Surface DAS Simulation: The Impact of Gauge Length Variations on Signal Quality and Subsurface Image
摘要
Distributed acoustic sensing (DAS) is a state-of- the-art technology that is gaining popularity for seismic data acquisition that records seismic signals using fiber optics instead of geophones as a sensing tool. In most published studies, DAS with vertical seismic profiling (VSP) technique is generally used for subsurface imaging. In investigating new areas or regions without well-established access, surface DAS becomes a valuable and optimal option. Surface DAS does not require boreholes or wells at all because it uses fiber optic cables that are placed on the surface as a sensor array to capture the seismic wave that traveled back to the surface from wave propagation into the subsurface.
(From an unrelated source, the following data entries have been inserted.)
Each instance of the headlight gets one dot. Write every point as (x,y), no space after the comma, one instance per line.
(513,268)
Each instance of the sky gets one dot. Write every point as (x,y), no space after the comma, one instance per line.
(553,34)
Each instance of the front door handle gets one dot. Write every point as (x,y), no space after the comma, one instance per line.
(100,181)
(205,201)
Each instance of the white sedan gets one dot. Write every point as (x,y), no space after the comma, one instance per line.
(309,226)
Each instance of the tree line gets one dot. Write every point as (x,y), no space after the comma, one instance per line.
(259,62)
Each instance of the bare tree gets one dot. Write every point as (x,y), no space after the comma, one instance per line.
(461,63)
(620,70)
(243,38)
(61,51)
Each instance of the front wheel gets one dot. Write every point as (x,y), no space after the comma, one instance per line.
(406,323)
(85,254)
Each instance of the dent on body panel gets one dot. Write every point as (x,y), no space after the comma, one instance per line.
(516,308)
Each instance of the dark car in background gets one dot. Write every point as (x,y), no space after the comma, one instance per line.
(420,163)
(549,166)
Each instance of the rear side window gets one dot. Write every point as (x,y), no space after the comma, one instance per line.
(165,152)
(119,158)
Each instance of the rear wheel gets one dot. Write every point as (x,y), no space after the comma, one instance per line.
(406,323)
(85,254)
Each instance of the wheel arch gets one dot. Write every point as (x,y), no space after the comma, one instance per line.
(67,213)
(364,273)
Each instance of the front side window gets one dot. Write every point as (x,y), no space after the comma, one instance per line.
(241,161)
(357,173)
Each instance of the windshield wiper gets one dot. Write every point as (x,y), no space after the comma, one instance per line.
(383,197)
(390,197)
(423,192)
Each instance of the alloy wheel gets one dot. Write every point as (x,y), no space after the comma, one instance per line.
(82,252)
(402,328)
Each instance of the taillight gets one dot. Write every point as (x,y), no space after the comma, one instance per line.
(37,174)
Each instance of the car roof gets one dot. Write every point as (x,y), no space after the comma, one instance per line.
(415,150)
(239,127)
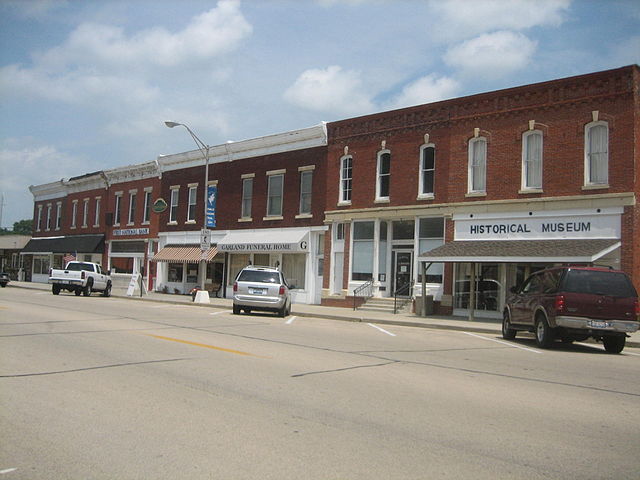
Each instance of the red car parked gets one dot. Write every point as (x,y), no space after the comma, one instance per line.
(573,304)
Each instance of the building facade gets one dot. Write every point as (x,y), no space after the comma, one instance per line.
(485,189)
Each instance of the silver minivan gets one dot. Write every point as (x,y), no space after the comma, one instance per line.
(261,288)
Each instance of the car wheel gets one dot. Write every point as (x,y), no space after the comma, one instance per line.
(614,344)
(508,333)
(544,333)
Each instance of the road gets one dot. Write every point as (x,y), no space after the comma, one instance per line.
(110,388)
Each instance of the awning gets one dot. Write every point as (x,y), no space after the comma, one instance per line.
(521,251)
(266,241)
(183,253)
(71,244)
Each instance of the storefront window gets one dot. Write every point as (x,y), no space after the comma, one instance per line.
(363,250)
(293,268)
(175,272)
(488,288)
(431,235)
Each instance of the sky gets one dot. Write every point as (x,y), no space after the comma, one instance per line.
(86,85)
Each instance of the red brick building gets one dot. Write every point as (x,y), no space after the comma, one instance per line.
(499,184)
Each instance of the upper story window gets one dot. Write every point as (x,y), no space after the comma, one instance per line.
(85,212)
(74,213)
(173,206)
(48,217)
(116,219)
(532,160)
(58,215)
(477,176)
(383,175)
(427,171)
(191,210)
(275,192)
(306,184)
(247,195)
(146,215)
(596,149)
(346,171)
(96,222)
(39,219)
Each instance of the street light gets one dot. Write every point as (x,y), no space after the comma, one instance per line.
(205,238)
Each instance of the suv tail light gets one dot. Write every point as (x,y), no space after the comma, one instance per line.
(559,304)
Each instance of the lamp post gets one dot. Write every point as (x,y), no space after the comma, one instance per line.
(205,238)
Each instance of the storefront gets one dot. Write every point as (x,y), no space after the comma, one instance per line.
(55,252)
(493,252)
(298,252)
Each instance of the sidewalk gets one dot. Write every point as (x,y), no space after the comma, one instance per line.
(330,313)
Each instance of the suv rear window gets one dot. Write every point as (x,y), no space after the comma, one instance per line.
(258,276)
(598,283)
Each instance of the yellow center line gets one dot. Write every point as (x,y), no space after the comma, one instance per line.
(203,345)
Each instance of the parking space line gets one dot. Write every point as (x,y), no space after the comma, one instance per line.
(381,329)
(503,343)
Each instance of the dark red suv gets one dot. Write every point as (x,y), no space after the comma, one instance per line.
(573,304)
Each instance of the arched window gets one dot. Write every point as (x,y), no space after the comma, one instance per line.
(427,171)
(596,154)
(532,160)
(477,181)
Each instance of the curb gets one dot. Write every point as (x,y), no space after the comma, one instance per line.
(399,323)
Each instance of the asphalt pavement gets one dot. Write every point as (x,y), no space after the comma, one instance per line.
(407,319)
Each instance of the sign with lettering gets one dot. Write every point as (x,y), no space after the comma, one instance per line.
(130,231)
(538,225)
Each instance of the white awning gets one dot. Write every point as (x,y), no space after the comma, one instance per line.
(266,241)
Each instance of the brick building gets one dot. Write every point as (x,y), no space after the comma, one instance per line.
(499,184)
(269,210)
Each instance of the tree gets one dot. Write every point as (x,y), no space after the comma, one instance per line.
(22,227)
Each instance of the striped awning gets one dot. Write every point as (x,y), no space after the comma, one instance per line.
(183,254)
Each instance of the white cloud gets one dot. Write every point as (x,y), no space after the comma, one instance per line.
(215,32)
(427,89)
(491,55)
(330,90)
(22,165)
(465,18)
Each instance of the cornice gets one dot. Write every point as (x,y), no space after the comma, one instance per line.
(293,140)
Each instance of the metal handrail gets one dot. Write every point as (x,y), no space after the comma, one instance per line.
(366,287)
(405,289)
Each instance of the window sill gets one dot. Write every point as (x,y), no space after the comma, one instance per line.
(595,186)
(530,190)
(425,196)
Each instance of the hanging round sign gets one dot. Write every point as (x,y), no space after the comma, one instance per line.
(159,205)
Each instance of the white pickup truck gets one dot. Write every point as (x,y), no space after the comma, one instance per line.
(80,277)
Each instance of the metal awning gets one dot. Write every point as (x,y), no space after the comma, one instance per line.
(67,244)
(266,241)
(521,251)
(183,254)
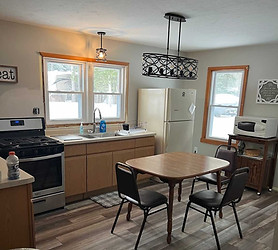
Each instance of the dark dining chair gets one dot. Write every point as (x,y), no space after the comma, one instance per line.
(144,199)
(224,152)
(214,201)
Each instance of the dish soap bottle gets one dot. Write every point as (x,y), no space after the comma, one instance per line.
(81,129)
(102,126)
(13,166)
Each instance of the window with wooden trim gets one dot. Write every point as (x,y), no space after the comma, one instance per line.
(225,93)
(74,87)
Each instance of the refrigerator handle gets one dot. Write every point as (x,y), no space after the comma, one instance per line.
(167,132)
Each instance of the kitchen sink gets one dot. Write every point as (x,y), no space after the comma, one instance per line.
(99,135)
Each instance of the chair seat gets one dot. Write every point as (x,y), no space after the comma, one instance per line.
(212,179)
(151,198)
(207,199)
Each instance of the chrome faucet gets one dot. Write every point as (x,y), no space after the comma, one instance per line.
(94,119)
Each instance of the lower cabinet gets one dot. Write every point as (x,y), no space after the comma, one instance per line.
(258,174)
(91,166)
(121,156)
(141,152)
(99,171)
(75,175)
(17,218)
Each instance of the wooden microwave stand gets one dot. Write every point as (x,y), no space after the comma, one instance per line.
(262,168)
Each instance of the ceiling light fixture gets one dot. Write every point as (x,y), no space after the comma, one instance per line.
(101,52)
(170,66)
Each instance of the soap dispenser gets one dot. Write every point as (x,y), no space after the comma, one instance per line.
(102,126)
(81,129)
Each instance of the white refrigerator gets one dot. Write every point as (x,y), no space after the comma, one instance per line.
(169,113)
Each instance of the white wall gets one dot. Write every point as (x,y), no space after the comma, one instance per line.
(20,44)
(263,62)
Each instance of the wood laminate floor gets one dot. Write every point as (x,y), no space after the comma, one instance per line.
(86,225)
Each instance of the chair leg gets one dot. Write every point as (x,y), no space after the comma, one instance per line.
(214,230)
(192,186)
(206,215)
(207,186)
(117,216)
(237,222)
(185,215)
(146,212)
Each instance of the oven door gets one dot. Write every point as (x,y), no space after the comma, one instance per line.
(48,172)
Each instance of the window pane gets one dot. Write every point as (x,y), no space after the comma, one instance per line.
(227,86)
(64,77)
(109,105)
(65,106)
(221,122)
(106,80)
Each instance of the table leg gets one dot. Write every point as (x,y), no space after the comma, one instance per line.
(170,210)
(128,211)
(219,190)
(179,191)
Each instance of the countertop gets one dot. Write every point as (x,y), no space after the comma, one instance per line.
(5,183)
(71,139)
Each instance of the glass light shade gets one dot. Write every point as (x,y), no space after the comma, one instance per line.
(101,54)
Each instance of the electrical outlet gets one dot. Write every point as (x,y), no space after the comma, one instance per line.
(195,151)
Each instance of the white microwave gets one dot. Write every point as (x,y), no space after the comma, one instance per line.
(255,126)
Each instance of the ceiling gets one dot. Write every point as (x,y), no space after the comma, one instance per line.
(210,24)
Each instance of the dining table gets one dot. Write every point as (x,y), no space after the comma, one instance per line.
(173,168)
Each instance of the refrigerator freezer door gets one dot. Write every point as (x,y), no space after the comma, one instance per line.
(178,136)
(181,104)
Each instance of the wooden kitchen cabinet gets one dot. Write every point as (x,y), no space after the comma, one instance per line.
(75,169)
(99,171)
(91,166)
(17,217)
(142,152)
(122,156)
(262,168)
(75,175)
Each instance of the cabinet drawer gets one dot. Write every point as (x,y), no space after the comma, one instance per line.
(100,147)
(73,150)
(146,141)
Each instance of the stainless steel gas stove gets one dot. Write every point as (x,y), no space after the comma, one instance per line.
(39,155)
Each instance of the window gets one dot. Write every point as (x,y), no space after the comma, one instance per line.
(224,100)
(108,94)
(74,88)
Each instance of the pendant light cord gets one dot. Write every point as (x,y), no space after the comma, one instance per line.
(179,39)
(168,40)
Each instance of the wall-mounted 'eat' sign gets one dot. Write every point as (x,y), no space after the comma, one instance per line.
(8,74)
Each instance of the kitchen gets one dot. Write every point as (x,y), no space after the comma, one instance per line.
(21,44)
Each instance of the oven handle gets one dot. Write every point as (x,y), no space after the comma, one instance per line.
(40,158)
(35,201)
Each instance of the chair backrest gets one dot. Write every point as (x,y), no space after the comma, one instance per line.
(228,153)
(235,186)
(126,182)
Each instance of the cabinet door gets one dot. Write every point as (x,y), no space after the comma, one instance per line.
(121,156)
(141,152)
(75,175)
(17,217)
(255,168)
(99,171)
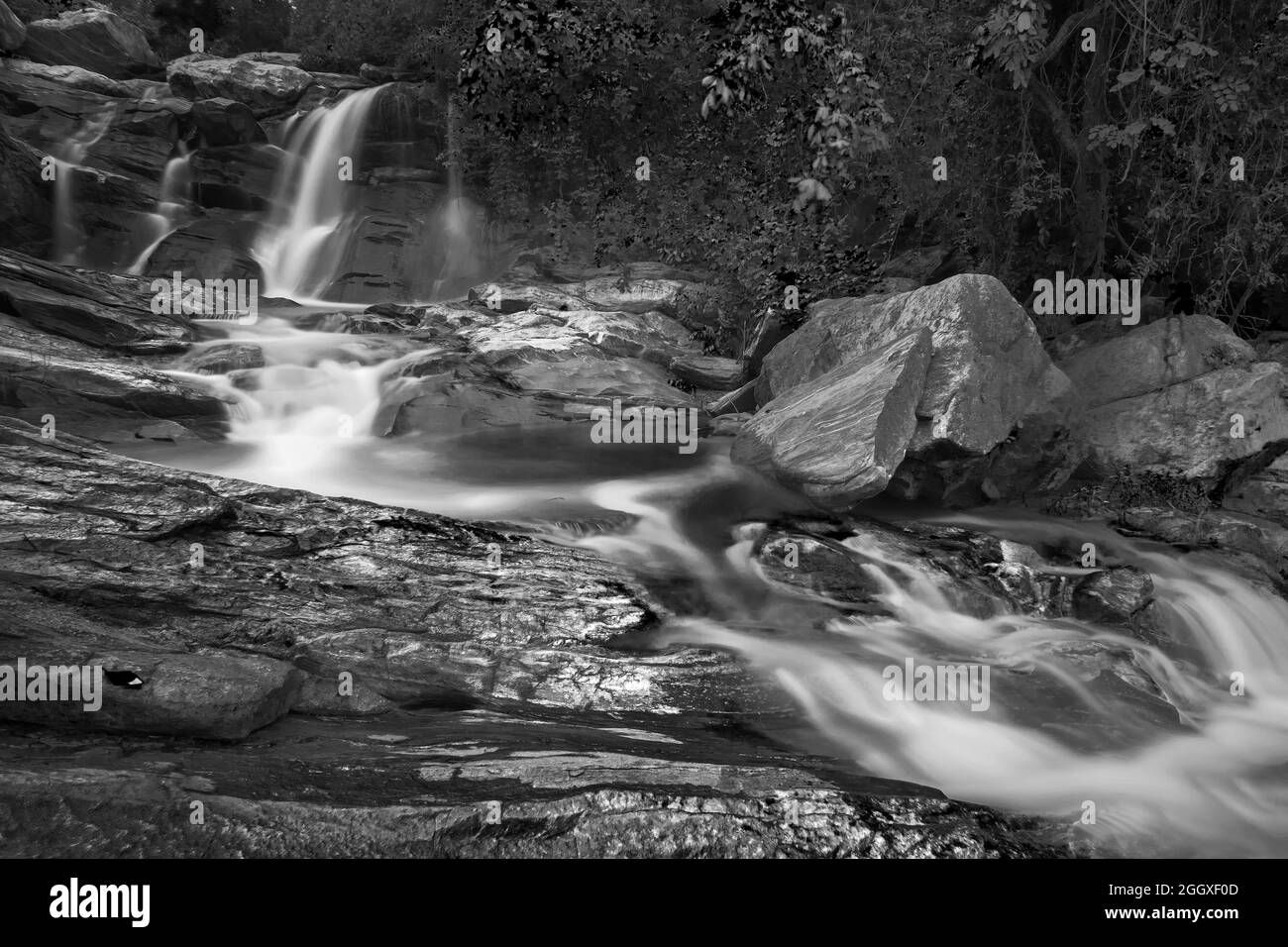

In this paper, we present a MATLAB-based simulation for studying the impact of different gauge length on simulated surface Distributed Acoustic Sensing (DAS) data in terms of signal quality and subsurface imaging resolution. In summary, whereas longer gauge lengths in surface DAS simulations can lead to better directivity and SNR signal quality, their effects on subsurface imaging may not always be significant. In order to effectively balance signal quality and imaging resolution, the ideal gauge length should be chosen after giving careful consideration to variables such as source frequency and subsurface velocity.